Die politischen Lager in Deutschland sind gespalten. Polizei und Behörden befürchten, dass es am Sonntag in Sachsen-Anhalt zu Ausschreitungen kommt.
"Was wirklich um 18.01 Uhr passiert, weiß niemand. Aber wir bereiten uns auf alle möglichen Szenarien vor, werden friedliche Demonstrationen und das freie Wahlrecht schützen." Das sagt Sachsen-Anhalts Innenministerin Tamara Zieschang zu BILD.
Internen Dokumenten zufolge, über die WELT berichtet, machen sich sogar die Sicherheitskräfte Sorgen und befürchten Gewalt - sowohl aus dem Linksextremen als auch aus dem rechtsextremen Spektrum.
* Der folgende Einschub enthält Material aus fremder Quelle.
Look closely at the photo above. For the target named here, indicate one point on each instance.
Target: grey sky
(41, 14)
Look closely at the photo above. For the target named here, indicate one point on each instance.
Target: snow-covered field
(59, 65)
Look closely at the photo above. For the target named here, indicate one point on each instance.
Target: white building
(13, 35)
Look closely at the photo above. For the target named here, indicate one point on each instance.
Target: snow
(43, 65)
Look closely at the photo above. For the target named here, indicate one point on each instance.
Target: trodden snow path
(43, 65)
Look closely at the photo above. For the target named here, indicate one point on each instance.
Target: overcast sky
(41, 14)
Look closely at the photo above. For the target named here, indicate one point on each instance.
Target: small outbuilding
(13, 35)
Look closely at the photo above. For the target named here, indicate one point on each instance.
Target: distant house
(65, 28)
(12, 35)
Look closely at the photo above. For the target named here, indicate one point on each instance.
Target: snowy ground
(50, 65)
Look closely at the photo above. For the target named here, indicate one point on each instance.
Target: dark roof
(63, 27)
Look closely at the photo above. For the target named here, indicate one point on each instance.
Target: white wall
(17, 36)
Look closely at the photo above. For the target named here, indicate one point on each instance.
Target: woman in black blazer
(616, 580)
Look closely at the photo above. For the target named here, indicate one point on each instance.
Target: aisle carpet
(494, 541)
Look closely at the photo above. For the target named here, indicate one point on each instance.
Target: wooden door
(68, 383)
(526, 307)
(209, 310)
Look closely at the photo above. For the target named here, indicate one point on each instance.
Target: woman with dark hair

Die CDU, die Partei der Innenministerin und des aktuellen Ministerpräsidenten Sven Schulze, liegt in den Umfragen mehr als 15 Prozent hinter der AfD zurück. Die in Sachsen-Anhalt vom Verfassungsschutz als gesichert rechtsextrem eingestufte AfD hofft mit Spitzenkandidat Ulrich Siegmund auf eine absolute Mehrheit.
Kommt die AfD in Sachsen-Anhalt an die Regierung?
Das Programm der AfD vor Ort sieht das Ende der Inklusion in den Schulen und das Ende der Förderung von "undeutscher Kultur" vor. Und nicht nur bei diesen Themen spaltet die Partei die Gemüter.
Ob die AfD die Landesregierung übernimmt, hängt davon ab, ob - neben der CDU und der Linken - die kleinen Parteien die Fünf-Prozent-Hürde schaffen und ins Parlament einziehen. Sogar für die SPD sah es in vorherigen Umfragen knapp aus.
"Freudendemos" oder "Sturm auf den Landtag"?
Für den Wahlsonntag sind in der Landeshauptstadt Magdeburg bereits mehrere Demonstrationen angemeldet.
Neben sogenannten "Freudendemos" von AfD-Anhängern in Magdeburg, Halle, Dessau-Roßlau und Halberstadt, könnte es linksextreme Proteste geben. Offenbar gab es sogar Spekulationen zu einem eventuellen linksextremen "Sturm auf den Landtag".
Gegen den AfD-Parteitag in Erfurt Anfang Juli hatten Zehntausende protestiert, die befürchtete Gewalt hielt sich aber in Grenzen.
Als Kanzler Friedrich Merz - der seine Partei klar von der AfD abgrenzen will - zusammen mit Ministerpräsident Sven Schulze am Donnerstag in Leuna war, sicherten schwer bewaffnete Polizeikräfte den Besuch. In den vergangenen Wochen hat sich die politische Stimmung in Deutschland immer weiter aufgeheizt.
Im Zusammenhang mit dem Wahlkampf in Sachsen-Anhalt wurden bis Ende August von der Polizei 1090 beschädigte oder entwendete Wahlplakate verzeichnet. Das sind schon jetzt mehr als im Superwahljahr 2021, als 746 Probleme mit Plakaten verzeichnet wurden.
Seit April wurden zudem 120 wahlkampfbezogene Straftaten registriert, vor allem Beleidigungen und Bedrohungen, aber auch Körperverletzungen. Das Landeskriminalamt aktualisiert seine Lagebewertung inzwischen täglich.